Klasik müzik dünyasında uluslararası arenada Türk besteciler art arda yeni başarılara imza atıyor.
Bu başarı zincirinin son halkası, İnönü Üniversitesi Güzel Sanatlar ve Tasarım Fakültesi Müzik Bilimleri Bölümü Öğretim Üyesi Doç.
Dr.
Mehmet Güneş Açıkgöz’ün ‘Gelin Alma Kapriçyosu’ adlı eseri oldu.
Açıkgöz, İngiltere’de düzenlenen Beethoven Uluslararası Müzik Yarışması’nda 60’tan fazla ülkeden yapılan başvuru arasından birinciliğe değer görüldü.

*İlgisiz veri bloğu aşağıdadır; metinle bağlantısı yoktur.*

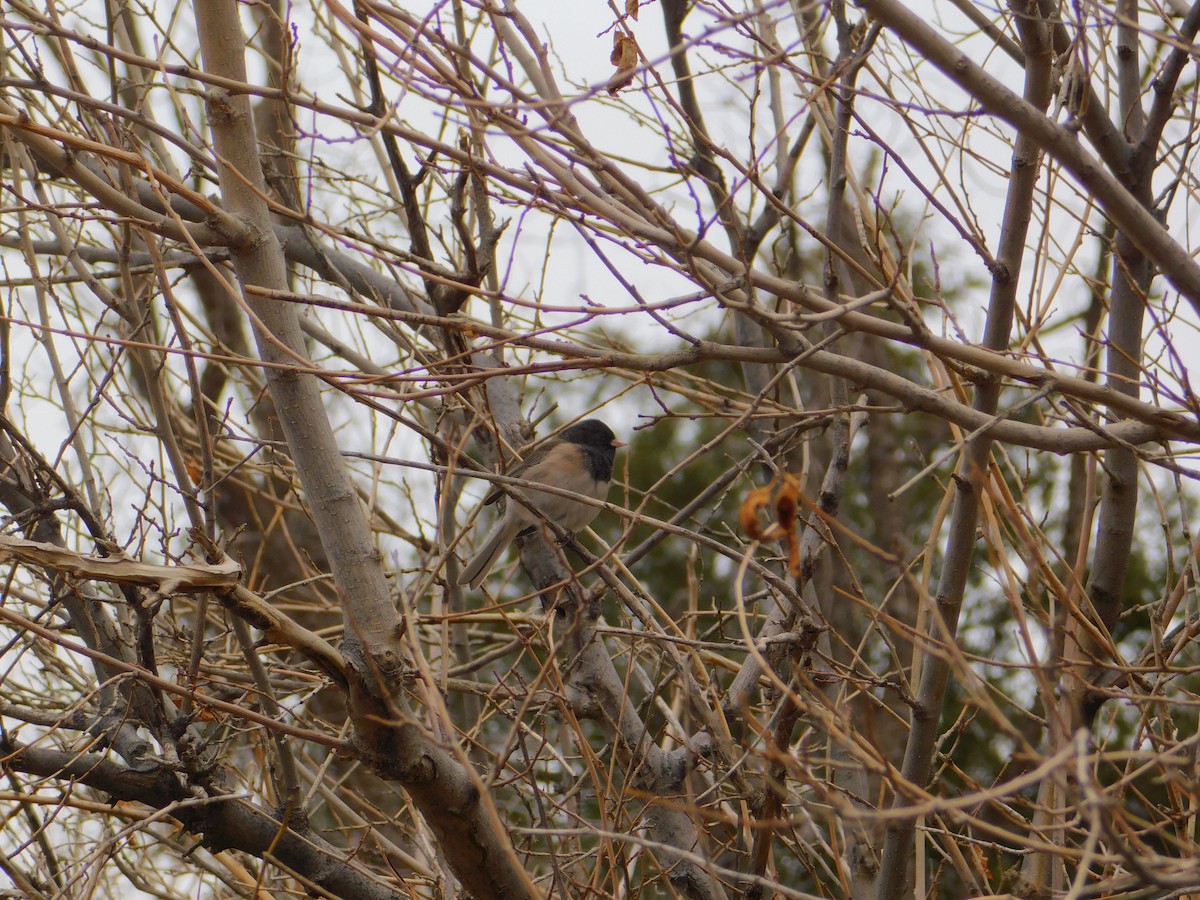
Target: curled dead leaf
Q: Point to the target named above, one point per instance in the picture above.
(781, 498)
(624, 58)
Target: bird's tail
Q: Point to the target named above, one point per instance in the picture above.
(483, 562)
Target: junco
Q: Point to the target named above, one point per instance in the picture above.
(579, 460)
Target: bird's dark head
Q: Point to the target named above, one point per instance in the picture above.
(594, 433)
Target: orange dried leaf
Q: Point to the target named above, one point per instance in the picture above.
(757, 499)
(624, 58)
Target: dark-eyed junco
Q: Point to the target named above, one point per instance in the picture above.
(579, 460)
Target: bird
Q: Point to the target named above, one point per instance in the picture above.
(580, 460)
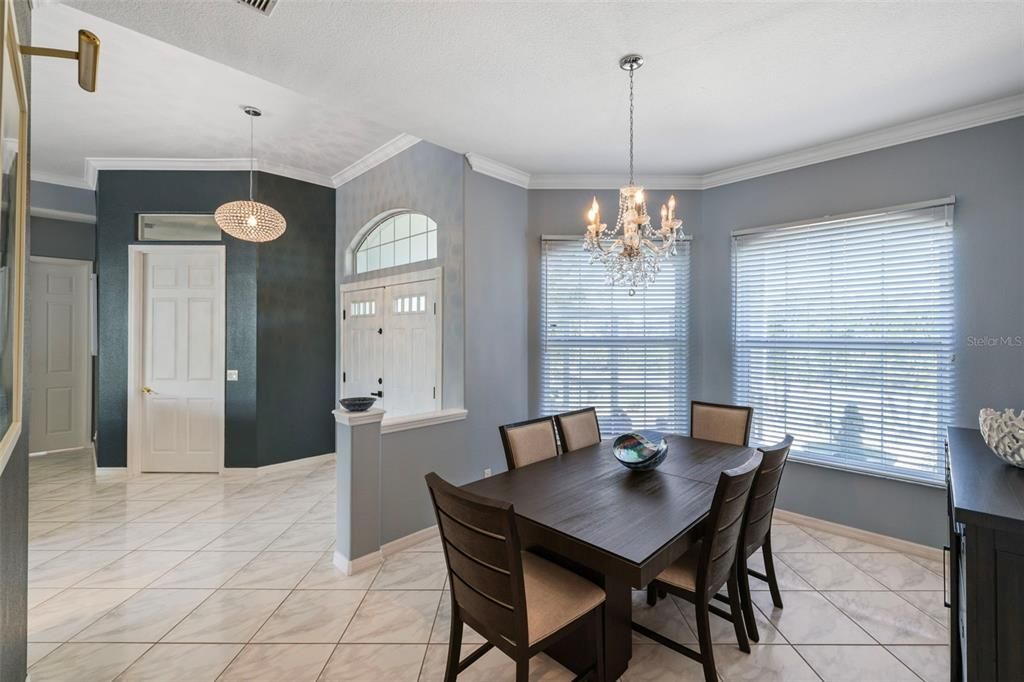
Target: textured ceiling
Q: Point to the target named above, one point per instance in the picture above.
(536, 84)
(157, 100)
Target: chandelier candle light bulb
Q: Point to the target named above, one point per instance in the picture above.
(632, 252)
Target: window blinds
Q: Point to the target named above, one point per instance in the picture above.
(843, 335)
(626, 355)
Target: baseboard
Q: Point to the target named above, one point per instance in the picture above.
(350, 567)
(412, 540)
(894, 544)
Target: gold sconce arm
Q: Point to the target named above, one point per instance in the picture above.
(87, 57)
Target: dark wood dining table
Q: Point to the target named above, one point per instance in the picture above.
(615, 526)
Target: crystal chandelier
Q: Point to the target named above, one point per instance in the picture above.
(250, 220)
(632, 253)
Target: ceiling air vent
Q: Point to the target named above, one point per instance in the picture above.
(262, 6)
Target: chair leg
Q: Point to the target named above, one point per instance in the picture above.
(455, 645)
(743, 582)
(776, 596)
(737, 614)
(704, 637)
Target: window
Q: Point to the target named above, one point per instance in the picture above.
(626, 355)
(844, 337)
(398, 240)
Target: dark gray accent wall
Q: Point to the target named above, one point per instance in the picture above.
(122, 195)
(14, 479)
(62, 239)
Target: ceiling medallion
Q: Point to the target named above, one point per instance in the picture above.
(633, 251)
(250, 220)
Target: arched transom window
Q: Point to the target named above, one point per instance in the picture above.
(398, 240)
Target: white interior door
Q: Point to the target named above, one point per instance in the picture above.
(59, 366)
(411, 348)
(363, 323)
(182, 359)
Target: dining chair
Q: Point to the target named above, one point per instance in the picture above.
(701, 571)
(722, 423)
(757, 528)
(528, 441)
(578, 428)
(516, 600)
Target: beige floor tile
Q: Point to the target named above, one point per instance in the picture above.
(136, 569)
(180, 663)
(855, 664)
(369, 663)
(247, 537)
(412, 570)
(86, 663)
(394, 616)
(896, 571)
(188, 536)
(493, 667)
(774, 663)
(807, 617)
(326, 576)
(828, 571)
(930, 663)
(205, 569)
(64, 615)
(888, 617)
(273, 663)
(281, 570)
(227, 616)
(304, 538)
(146, 616)
(311, 616)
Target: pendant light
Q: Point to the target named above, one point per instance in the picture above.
(250, 220)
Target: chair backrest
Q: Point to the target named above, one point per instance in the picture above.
(481, 549)
(578, 429)
(722, 423)
(529, 441)
(762, 504)
(723, 526)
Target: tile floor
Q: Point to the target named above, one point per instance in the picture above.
(193, 578)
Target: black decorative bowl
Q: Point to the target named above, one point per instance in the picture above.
(641, 451)
(357, 405)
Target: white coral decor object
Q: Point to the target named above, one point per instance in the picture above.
(1004, 432)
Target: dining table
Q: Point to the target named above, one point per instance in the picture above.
(616, 526)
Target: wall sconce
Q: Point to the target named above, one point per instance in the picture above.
(87, 57)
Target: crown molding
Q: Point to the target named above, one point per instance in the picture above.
(498, 170)
(56, 178)
(961, 119)
(95, 164)
(390, 148)
(56, 214)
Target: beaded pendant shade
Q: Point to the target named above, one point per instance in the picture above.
(249, 219)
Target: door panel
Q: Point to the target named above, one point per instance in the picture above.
(59, 367)
(182, 360)
(364, 318)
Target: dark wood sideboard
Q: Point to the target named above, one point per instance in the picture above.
(985, 573)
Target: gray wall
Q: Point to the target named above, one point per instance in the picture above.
(14, 483)
(293, 375)
(64, 239)
(984, 168)
(483, 250)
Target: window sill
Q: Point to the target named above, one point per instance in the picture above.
(406, 423)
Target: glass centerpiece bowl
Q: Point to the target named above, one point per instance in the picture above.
(641, 451)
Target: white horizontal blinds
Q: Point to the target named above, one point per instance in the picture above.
(626, 355)
(844, 338)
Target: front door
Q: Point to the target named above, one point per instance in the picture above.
(59, 363)
(182, 359)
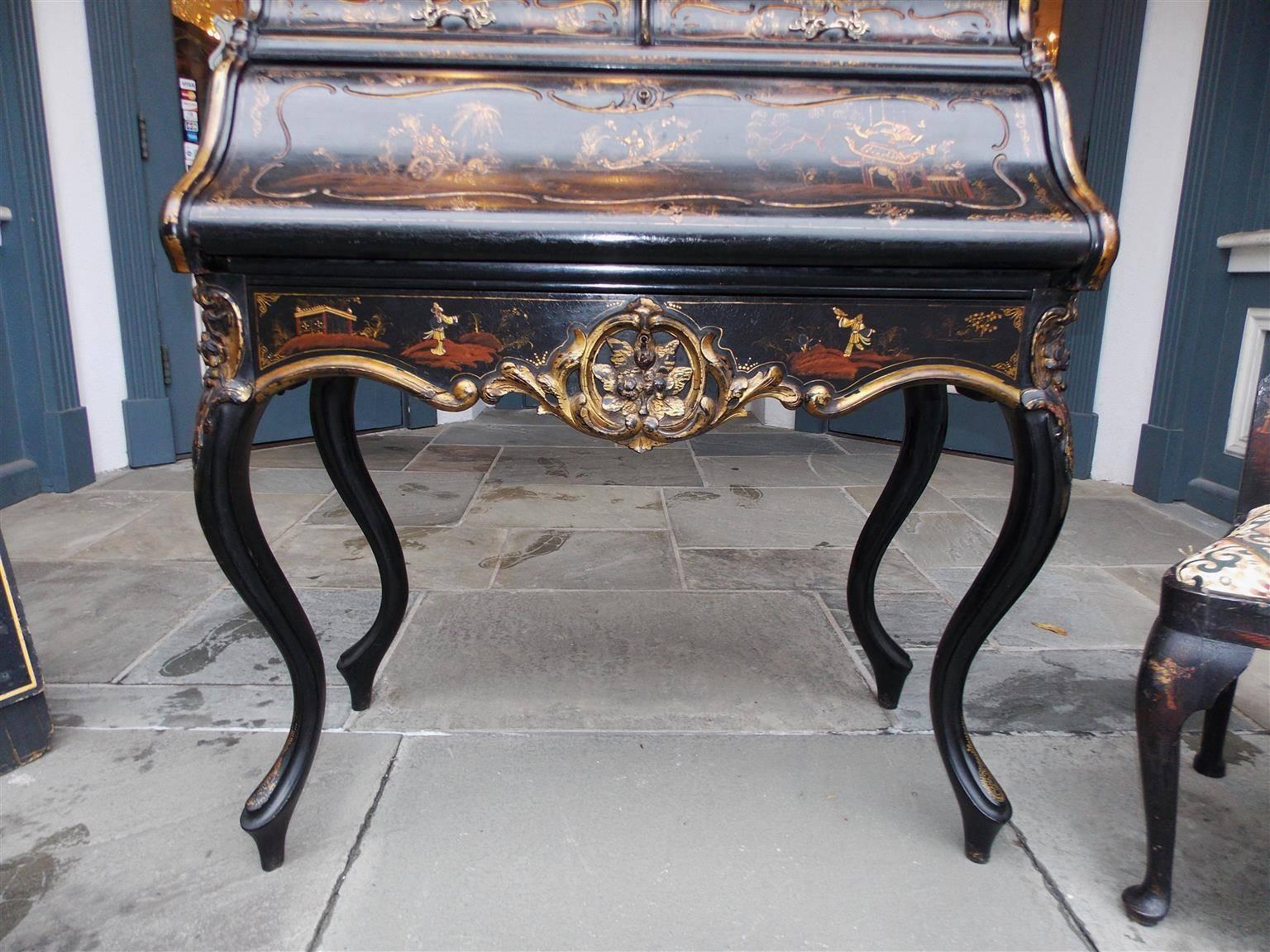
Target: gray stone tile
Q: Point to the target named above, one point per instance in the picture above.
(130, 840)
(224, 642)
(912, 618)
(587, 559)
(526, 416)
(765, 568)
(92, 620)
(381, 451)
(786, 569)
(1108, 532)
(744, 516)
(170, 531)
(289, 480)
(183, 706)
(930, 502)
(479, 435)
(172, 478)
(55, 526)
(621, 660)
(943, 540)
(303, 455)
(1078, 802)
(1189, 516)
(1143, 579)
(1034, 691)
(436, 459)
(599, 464)
(568, 507)
(766, 442)
(667, 842)
(412, 499)
(319, 556)
(859, 445)
(972, 476)
(795, 470)
(1089, 607)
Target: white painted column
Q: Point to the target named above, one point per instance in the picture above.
(1168, 66)
(84, 235)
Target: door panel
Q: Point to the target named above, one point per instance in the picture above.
(155, 31)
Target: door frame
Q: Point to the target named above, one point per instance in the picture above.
(1175, 451)
(56, 452)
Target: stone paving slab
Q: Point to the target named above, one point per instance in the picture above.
(1087, 606)
(795, 470)
(481, 435)
(339, 556)
(130, 840)
(587, 559)
(1033, 691)
(456, 459)
(224, 642)
(762, 442)
(930, 502)
(92, 620)
(189, 706)
(936, 540)
(620, 660)
(410, 497)
(568, 508)
(170, 531)
(972, 476)
(1078, 802)
(390, 451)
(744, 516)
(596, 466)
(672, 842)
(912, 618)
(1108, 532)
(52, 527)
(791, 569)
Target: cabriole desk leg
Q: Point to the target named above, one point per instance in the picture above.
(926, 416)
(222, 495)
(1038, 504)
(331, 405)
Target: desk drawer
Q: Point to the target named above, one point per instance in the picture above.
(843, 341)
(457, 19)
(829, 23)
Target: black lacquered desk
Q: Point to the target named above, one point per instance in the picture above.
(642, 216)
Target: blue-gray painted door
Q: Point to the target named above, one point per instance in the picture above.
(155, 73)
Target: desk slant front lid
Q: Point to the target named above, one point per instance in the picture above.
(432, 147)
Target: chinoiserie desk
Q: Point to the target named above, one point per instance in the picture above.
(642, 216)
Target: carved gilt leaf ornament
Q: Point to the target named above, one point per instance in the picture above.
(642, 377)
(222, 350)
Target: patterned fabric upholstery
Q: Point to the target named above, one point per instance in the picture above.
(1236, 565)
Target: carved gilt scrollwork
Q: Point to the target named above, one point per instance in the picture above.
(222, 350)
(474, 13)
(1049, 360)
(663, 380)
(812, 26)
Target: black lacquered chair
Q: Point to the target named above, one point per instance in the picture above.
(1215, 610)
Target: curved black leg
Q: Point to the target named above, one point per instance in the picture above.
(1038, 504)
(331, 405)
(926, 421)
(1210, 759)
(222, 495)
(1180, 674)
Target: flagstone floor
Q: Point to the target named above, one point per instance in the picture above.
(627, 711)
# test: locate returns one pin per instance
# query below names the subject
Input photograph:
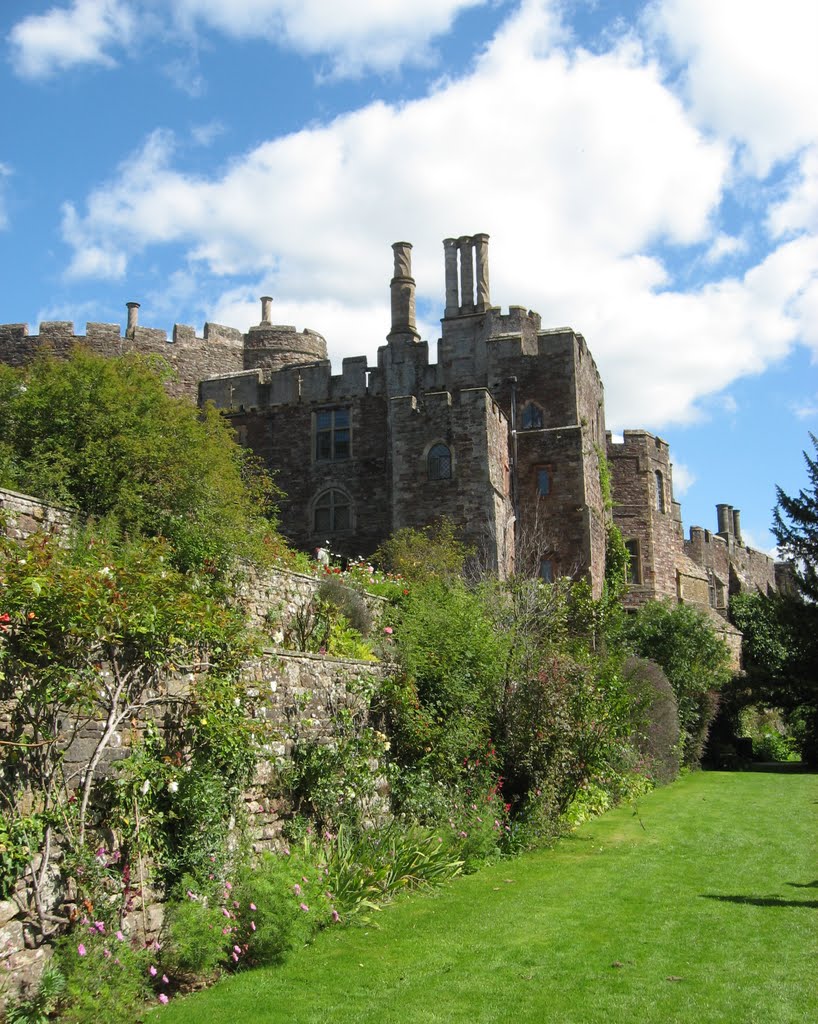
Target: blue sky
(648, 174)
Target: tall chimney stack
(402, 293)
(133, 318)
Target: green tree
(695, 659)
(795, 527)
(103, 436)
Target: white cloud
(65, 37)
(582, 168)
(748, 69)
(806, 409)
(799, 210)
(356, 34)
(684, 478)
(724, 246)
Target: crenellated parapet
(219, 350)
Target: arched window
(531, 418)
(332, 512)
(659, 492)
(634, 567)
(438, 463)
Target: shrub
(106, 977)
(654, 718)
(453, 665)
(561, 729)
(695, 659)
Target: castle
(504, 435)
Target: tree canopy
(795, 527)
(102, 435)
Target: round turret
(273, 346)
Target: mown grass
(700, 909)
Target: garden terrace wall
(297, 694)
(25, 515)
(271, 597)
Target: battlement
(639, 441)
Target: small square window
(438, 463)
(634, 567)
(332, 434)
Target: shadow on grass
(764, 900)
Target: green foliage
(654, 718)
(102, 435)
(20, 838)
(433, 552)
(106, 977)
(91, 635)
(335, 782)
(795, 527)
(336, 622)
(38, 1009)
(694, 658)
(561, 729)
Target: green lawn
(701, 909)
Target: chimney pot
(133, 317)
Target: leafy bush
(561, 729)
(102, 435)
(654, 718)
(432, 552)
(695, 659)
(453, 666)
(20, 837)
(106, 977)
(39, 1008)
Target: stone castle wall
(219, 350)
(24, 515)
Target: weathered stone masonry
(503, 434)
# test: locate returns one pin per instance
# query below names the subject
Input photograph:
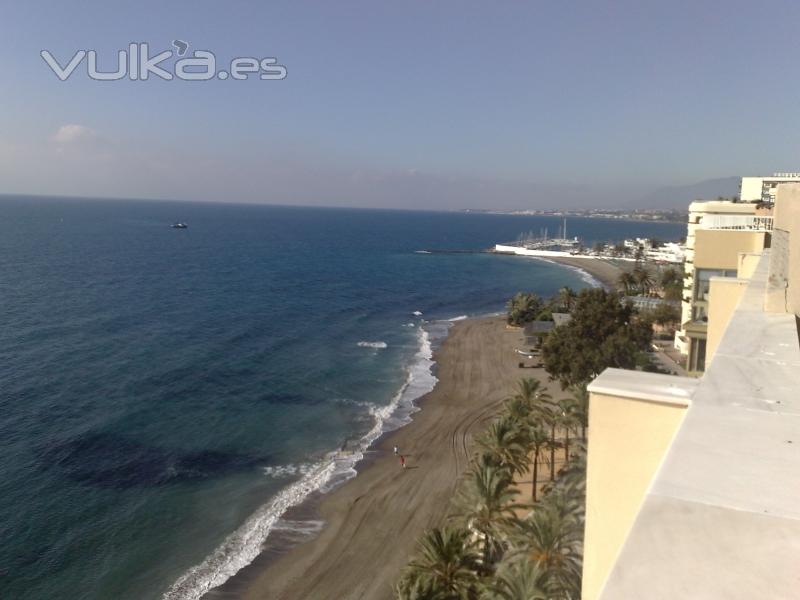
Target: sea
(166, 394)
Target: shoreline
(370, 524)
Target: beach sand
(606, 271)
(373, 521)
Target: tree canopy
(602, 333)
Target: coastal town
(399, 301)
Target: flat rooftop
(722, 516)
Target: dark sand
(606, 271)
(373, 521)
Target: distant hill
(679, 196)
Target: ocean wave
(587, 277)
(284, 471)
(378, 345)
(241, 547)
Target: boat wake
(378, 345)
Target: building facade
(692, 483)
(717, 232)
(763, 189)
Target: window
(697, 354)
(702, 281)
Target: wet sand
(372, 522)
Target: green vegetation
(672, 284)
(526, 307)
(495, 546)
(665, 315)
(602, 333)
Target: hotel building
(693, 482)
(763, 189)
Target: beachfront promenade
(373, 521)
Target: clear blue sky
(406, 104)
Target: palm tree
(566, 298)
(484, 503)
(566, 418)
(546, 414)
(552, 541)
(518, 580)
(504, 443)
(444, 568)
(538, 440)
(626, 282)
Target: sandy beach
(605, 271)
(372, 522)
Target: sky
(403, 104)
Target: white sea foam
(284, 471)
(379, 345)
(242, 546)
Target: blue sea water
(166, 393)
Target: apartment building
(693, 482)
(717, 232)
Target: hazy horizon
(416, 106)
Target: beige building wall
(748, 261)
(724, 296)
(719, 249)
(628, 439)
(783, 293)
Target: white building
(763, 189)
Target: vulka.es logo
(137, 64)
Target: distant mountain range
(679, 196)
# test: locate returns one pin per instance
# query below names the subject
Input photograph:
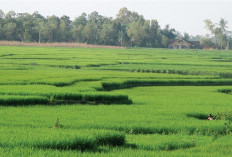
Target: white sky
(184, 16)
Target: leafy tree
(136, 32)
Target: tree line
(127, 29)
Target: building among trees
(184, 44)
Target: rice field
(58, 101)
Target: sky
(183, 15)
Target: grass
(170, 92)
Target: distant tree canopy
(219, 32)
(127, 29)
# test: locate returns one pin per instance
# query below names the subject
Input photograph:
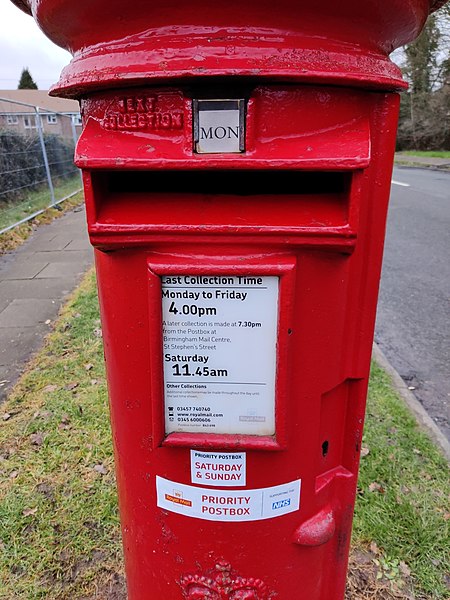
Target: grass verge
(13, 212)
(59, 530)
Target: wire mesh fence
(36, 160)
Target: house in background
(58, 115)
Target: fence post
(44, 154)
(75, 139)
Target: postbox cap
(116, 44)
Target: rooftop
(38, 98)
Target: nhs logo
(281, 504)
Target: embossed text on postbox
(145, 112)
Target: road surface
(413, 319)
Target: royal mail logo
(281, 504)
(177, 498)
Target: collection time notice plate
(219, 353)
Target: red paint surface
(326, 237)
(307, 201)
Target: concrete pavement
(34, 282)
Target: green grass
(59, 530)
(57, 511)
(409, 516)
(13, 212)
(429, 153)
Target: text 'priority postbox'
(236, 175)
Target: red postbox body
(237, 174)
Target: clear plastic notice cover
(219, 353)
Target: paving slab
(35, 280)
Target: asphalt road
(413, 319)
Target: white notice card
(219, 353)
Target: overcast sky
(22, 44)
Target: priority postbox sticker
(223, 469)
(228, 505)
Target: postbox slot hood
(217, 201)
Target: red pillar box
(237, 174)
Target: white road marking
(400, 183)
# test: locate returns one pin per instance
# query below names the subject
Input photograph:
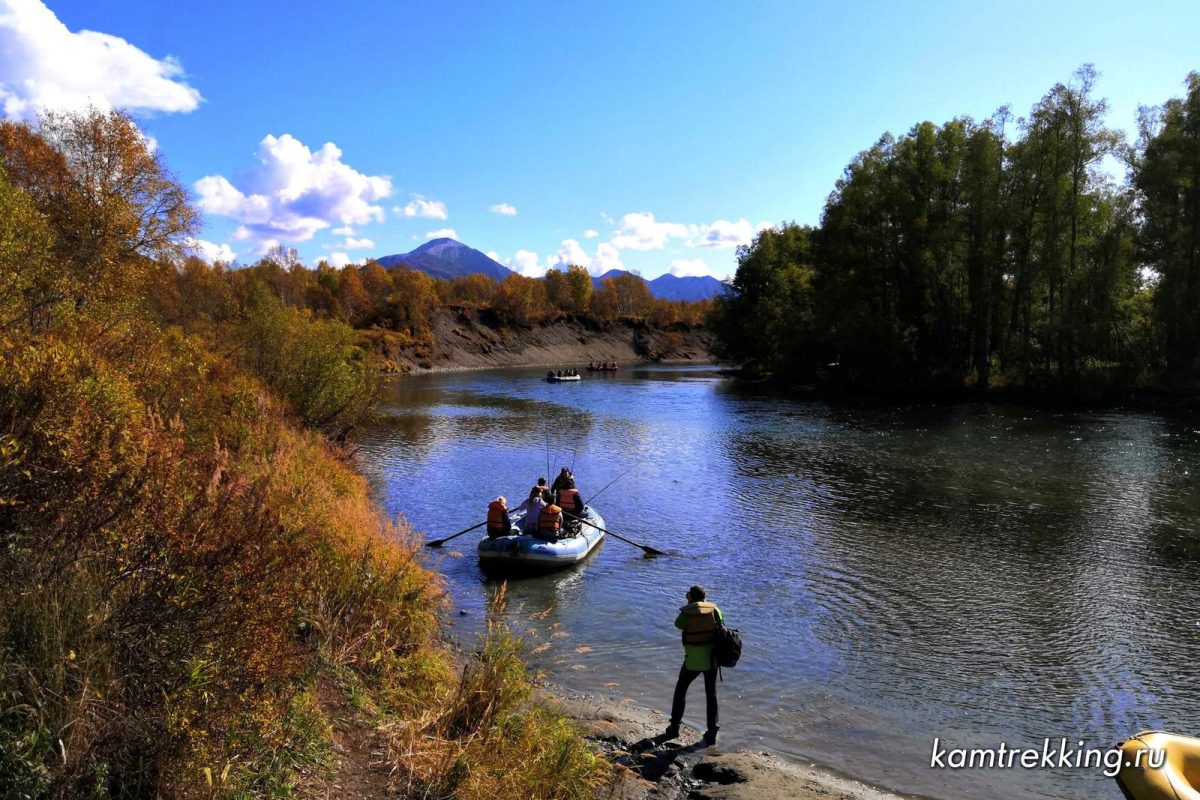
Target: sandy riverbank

Anadolu’nun gelin alma ritüelinden ilham alan eser, coşkulu ve enerjik yapısıyla Türk müziğinin zenginliğini gözler önüne seriyor.
Uluslararası jüri tarafından övgüyle karşılanan eser, canlı seslendirileceği prömiyer gününü bekliyor.
Doç.
Dr.
Mehmet Güneş Açıkgöz’le ‘Gelin Alma Kapriçyosu’nu konuştuk.
Doç.
Dr.
Mehmet Güneş Açıkgöz Anadolu’nun coşkulu düğün ritüellerinden gelin almayı notalara döktü.◊ Bilmeyenler için hemen soralım; kapriçyo ne demek?
Kapriçyo serbest biçimde yazılmış, ani duygu ve karakter değişimlerine olanak tanıyan, doğaçlama hissi yüksek bir müzik türü.
Çaykovski ve Prokofiev gibi pek çok besteci bu yapıyı kullanmış.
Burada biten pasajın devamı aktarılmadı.